He was the star of Attica Locke’s intense Black Water Rising, published in 2009.

But I didn’t know Jay Porter until I signed up for this Pleasantville tour. I just jumped onto the tour bandwagon because  I saw Attica Locke’s name and decided, yes, I have to get on this tour. Because her Cutting Season was a great read. Not an easy read. But it was a little dark and twisty and as a result quite intriguing.

I didn’t know that Pleasantville takes place fifteen years after Black Water Rising. You don’t necessarily have to read Black Water Rising before Pleasantville although I would highly recommend it. It took me just a few days to read Black Water Rising. It startled me with its intensity and its complexity. And I couldn’t wait to read Pleasantville – or really, anything else by Attica Locke!

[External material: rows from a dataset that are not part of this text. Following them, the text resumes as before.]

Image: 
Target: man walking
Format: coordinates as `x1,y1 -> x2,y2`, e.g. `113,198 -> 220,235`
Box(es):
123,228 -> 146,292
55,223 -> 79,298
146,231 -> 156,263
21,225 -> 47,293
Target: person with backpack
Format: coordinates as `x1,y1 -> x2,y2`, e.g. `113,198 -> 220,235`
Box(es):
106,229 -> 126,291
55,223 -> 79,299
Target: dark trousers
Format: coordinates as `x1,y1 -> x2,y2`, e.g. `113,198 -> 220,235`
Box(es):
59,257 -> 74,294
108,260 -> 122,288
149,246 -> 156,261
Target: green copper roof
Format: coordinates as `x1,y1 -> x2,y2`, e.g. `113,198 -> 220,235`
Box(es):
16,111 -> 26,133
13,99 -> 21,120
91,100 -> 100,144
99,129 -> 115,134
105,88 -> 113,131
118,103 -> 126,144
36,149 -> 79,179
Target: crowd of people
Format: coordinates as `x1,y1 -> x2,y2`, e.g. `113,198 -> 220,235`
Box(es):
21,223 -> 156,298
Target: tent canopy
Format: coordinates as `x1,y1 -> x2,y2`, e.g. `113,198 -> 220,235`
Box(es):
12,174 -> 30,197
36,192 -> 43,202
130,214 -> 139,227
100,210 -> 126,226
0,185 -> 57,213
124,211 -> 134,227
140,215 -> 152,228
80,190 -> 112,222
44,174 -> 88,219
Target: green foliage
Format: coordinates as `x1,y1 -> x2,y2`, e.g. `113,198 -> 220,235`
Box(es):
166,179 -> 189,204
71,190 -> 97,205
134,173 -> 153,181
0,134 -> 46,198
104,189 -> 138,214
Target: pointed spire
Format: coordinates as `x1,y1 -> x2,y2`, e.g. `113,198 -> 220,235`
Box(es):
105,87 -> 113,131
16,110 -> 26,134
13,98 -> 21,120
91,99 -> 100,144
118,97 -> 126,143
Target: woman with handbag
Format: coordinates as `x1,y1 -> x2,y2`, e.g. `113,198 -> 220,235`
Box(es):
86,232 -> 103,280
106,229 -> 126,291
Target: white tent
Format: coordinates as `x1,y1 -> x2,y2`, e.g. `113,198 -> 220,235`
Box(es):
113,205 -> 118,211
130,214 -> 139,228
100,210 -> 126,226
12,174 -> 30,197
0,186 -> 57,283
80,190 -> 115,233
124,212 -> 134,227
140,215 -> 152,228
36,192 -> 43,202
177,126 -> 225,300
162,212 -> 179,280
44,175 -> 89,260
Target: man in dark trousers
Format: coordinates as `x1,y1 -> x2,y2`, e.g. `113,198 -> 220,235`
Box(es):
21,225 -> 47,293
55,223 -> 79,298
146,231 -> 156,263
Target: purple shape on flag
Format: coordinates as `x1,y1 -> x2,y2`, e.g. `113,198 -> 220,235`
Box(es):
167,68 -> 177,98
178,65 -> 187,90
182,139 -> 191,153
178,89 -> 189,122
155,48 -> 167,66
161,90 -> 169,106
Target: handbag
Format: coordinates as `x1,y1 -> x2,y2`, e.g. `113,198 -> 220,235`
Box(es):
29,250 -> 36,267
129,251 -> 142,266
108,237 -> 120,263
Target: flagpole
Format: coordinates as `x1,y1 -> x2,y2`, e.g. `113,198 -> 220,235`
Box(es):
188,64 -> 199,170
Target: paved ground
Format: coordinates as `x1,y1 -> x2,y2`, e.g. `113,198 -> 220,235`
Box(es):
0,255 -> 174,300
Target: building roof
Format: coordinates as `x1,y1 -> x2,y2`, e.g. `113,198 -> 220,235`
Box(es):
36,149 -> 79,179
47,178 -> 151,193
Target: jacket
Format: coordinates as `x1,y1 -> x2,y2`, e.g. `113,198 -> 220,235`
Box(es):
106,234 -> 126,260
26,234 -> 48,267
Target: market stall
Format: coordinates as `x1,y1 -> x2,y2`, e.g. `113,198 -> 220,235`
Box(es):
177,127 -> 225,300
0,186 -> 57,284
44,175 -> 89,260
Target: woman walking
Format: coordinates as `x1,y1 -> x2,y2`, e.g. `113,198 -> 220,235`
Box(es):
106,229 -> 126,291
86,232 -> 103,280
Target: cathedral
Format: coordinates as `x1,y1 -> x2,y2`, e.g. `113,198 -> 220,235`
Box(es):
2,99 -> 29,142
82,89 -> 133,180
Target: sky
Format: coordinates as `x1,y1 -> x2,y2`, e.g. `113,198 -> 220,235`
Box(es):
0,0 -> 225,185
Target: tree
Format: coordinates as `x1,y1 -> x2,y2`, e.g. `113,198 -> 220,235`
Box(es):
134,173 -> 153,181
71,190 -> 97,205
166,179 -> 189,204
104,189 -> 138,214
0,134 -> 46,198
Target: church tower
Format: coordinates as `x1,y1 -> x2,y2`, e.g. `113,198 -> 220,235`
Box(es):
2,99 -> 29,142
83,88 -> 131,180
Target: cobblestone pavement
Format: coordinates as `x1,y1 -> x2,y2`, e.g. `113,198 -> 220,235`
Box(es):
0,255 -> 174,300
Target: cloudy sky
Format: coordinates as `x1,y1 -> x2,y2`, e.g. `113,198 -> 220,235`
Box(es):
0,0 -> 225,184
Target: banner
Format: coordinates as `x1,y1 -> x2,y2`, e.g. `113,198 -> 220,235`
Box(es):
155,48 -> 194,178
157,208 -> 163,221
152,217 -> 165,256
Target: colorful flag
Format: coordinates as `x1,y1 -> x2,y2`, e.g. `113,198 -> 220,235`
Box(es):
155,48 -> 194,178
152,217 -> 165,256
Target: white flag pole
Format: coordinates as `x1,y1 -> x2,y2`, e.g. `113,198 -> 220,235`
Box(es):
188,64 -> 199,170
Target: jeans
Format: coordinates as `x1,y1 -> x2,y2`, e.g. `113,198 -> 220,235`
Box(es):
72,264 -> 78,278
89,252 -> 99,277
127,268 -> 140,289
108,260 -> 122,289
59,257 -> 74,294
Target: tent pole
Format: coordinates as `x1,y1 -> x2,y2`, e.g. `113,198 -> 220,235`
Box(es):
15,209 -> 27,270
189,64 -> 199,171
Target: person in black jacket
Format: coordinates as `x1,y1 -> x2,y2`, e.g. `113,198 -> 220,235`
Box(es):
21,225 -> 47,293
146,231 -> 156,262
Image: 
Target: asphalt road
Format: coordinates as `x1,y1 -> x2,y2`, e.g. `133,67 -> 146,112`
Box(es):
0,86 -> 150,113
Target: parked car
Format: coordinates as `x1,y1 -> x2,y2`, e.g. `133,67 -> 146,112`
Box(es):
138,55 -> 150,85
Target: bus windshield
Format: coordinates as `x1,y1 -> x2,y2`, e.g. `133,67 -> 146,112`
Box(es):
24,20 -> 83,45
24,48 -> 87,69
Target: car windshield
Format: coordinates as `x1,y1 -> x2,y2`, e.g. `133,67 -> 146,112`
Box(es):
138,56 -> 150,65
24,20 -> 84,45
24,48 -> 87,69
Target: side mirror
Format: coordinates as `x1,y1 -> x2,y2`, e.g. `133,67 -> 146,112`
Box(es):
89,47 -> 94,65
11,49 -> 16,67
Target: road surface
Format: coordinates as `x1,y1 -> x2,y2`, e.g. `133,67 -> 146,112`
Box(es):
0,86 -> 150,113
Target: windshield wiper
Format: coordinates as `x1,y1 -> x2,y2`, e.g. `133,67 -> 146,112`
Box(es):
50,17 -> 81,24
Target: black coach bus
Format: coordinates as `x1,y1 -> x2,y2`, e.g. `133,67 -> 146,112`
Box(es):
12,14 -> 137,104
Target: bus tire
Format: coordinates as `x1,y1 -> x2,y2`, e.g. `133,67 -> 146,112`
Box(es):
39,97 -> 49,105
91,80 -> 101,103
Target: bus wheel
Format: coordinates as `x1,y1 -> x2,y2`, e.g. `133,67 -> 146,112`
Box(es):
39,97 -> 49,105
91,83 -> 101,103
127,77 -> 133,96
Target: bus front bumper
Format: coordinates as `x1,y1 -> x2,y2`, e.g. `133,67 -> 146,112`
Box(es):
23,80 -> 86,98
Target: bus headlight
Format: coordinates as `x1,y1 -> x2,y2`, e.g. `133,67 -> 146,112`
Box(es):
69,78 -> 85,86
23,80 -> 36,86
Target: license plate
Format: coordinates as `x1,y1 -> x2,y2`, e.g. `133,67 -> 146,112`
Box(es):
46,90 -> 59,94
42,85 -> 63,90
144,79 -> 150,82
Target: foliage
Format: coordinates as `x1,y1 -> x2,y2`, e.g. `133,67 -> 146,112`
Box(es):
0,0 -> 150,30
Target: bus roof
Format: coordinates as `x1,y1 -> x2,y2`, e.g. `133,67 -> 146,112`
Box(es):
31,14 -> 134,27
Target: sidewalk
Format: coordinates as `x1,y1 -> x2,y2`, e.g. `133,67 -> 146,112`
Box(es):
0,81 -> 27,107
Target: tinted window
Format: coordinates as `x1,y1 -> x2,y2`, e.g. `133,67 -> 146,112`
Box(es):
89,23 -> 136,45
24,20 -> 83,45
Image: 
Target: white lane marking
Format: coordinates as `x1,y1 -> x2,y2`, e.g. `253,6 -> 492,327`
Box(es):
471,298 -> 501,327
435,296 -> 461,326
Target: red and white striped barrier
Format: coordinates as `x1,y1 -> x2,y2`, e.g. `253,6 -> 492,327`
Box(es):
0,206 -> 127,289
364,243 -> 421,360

Here’s the synopsis of Pleasantville:

In this sophisticated thriller, lawyer Jay Porter, hero of Attica Locke’s bestseller Black Water Rising, returns to fight one last case, only to become embroiled once again in a dangerous game of shadowy politics and a witness to how far those in power are willing to go to win.

Fifteen years after the events of Black Water Rising, Jay Porter is struggling to cope with catastrophic changes in his personal life and the disintegration of his environmental law practice. His victory against Cole Oil is still the crown jewel of his career, even if he hasn’t yet seen a dime thanks to appeals. But time has taken its toll. Tired and restless, he’s ready to quit.

When a girl goes missing on Election Night, 1996, in the neighborhood of Pleasantville—a hamlet for upwardly mobile blacks on the north side of Houston—Jay, a single father, is deeply disturbed. He’s been representing Pleasantville in the wake of a chemical fire, and the case is dragging on, raising doubts about his ability.

The missing girl was a volunteer for one of the local mayoral candidates, and her disappearance complicates an already heated campaign. When the nephew of one of the candidates, a Pleasantville local, is arrested, Jay reluctantly finds himself serving as a defense attorney. With a man’s life and his own reputation on the line, Jay is about to try his first murder in a case that will also put an electoral process on trial, exposing the dark side of power and those determined to keep it.

It is marketed as a thriller and it is indeed, thrilling.

And like Black Water Rising, there is far more to the story than just the murder.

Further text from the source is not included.